Die Frage nach der Notwendigkeit und Nützlichkeit von gewalttätigem Widerstand gegen antidemokratische Kräfte gewinnt durch das Erstarken des Rechtspopulismus in westlichen Demokratien neue Aktualität und Dringlichkeit. Gewalt ist deshalb so problematisch, weil sie jenseits der Grenze regulärer demokratischer Aushandlung liegt. Aus der Perspektive mancher Aktivist_innen ist die temporäre Überschreitung dieser Grenze hin zur antidemokratischen Gewalt jedoch nötig, um die Demokratie aufrechtzuerhalten.

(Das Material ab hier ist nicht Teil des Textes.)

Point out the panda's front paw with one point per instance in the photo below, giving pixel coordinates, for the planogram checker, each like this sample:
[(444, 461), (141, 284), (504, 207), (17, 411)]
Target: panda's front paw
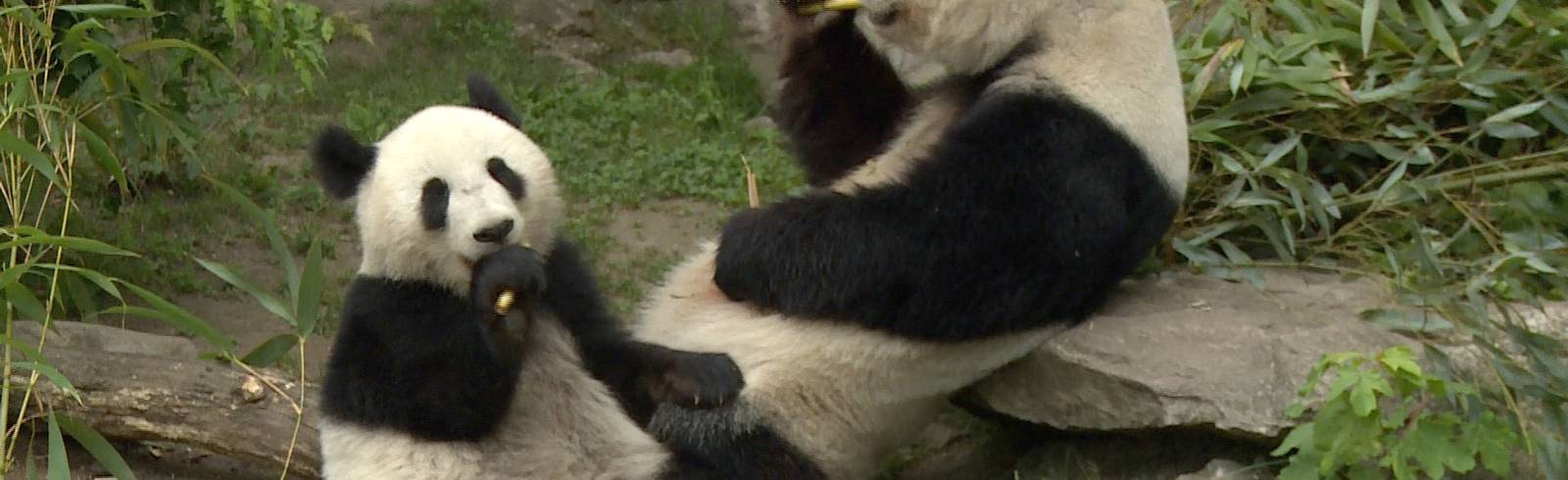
[(512, 268), (690, 378)]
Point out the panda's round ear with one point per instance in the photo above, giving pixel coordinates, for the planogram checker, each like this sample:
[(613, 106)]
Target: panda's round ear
[(483, 96), (341, 161)]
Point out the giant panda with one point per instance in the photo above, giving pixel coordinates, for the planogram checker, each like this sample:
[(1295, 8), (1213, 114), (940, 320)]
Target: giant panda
[(987, 172), (433, 375)]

So wird beispielsweise die Legitimität und strategische Angemessenheit von Gewalt innerhalb der Linken diskutiert. Es wird gefragt, welche Positionen zur Gewalt und zivilem Ungehorsam wie begründet werden, beispielsweise im Rahmen einer Differenzierung von Gewalt gegen Sachen oder Personen, oder gegen staatliche und nichtstaatliche Organisationen bzw. Akteure, und in welchem Verhältnis sie zu juristischen und demokratietheoretischen Debatten um ein Widerstandsrecht stehen. Zweitens kann Gewalt breiter als ein Ausschluss von Diskursen und einer Strukturierung der Öffentlichkeit verstanden werden. Einerseits werden Ausschlüsse des politischen Gegners von Diskussionsveranstaltungen oder aus Räumen als Gewalt kritisiert. Viele linke Kritiker_innen sehen den Aufstieg von rechten Parteien auch darin begründet, dass ihnen die Medien eine Bühne geben, wodurch sich der politische Diskurs insgesamt nach rechts verschiebt, weshalb sie ausgeschlossen werden sollten. Andere argumentieren, dass nur ein nach Begründungen fragender Dialog mit Rechten dabei hilft, sie in Schach zu halten, unter anderem weil Rechte ihren Ausschluss nutzen, um sich als Opfer der Gewalt der Mehrheitsmeinung darzustellen.

Andererseits wird von Gewalt auch im Falle politischer Regulierungen des Sagbaren gesprochen („Sprechverbote“, „political correctness“), die das Sprechen in (linken) Räumen regulieren. Die Diskussionen um soziale Positionen und deren Bedeutung für politische Debatten haben sich in letzter Zeit verschärft. Im Zentrum steht dabei die Frage, ob und wie auf die Gewalt von Privilegienstrukturen reagiert werden kann, indem nicht-privilegierten sozialen Positionen mehr Diskursmacht eingeräumt wird als privilegierten.

Die fünfte Ausgabe von diskurs beschäftigen sich in Beiträgen von Nikolaus Lehner; Daphne Tokas; Ralf Parade, Friederike Thole und Steffen Wittig; Felix Kronau; Harald Strauß sowie in einer Rezension von Michael Schäffler theoretisch wie empirisch mit dem Verhältnis von Gewalt und Politik.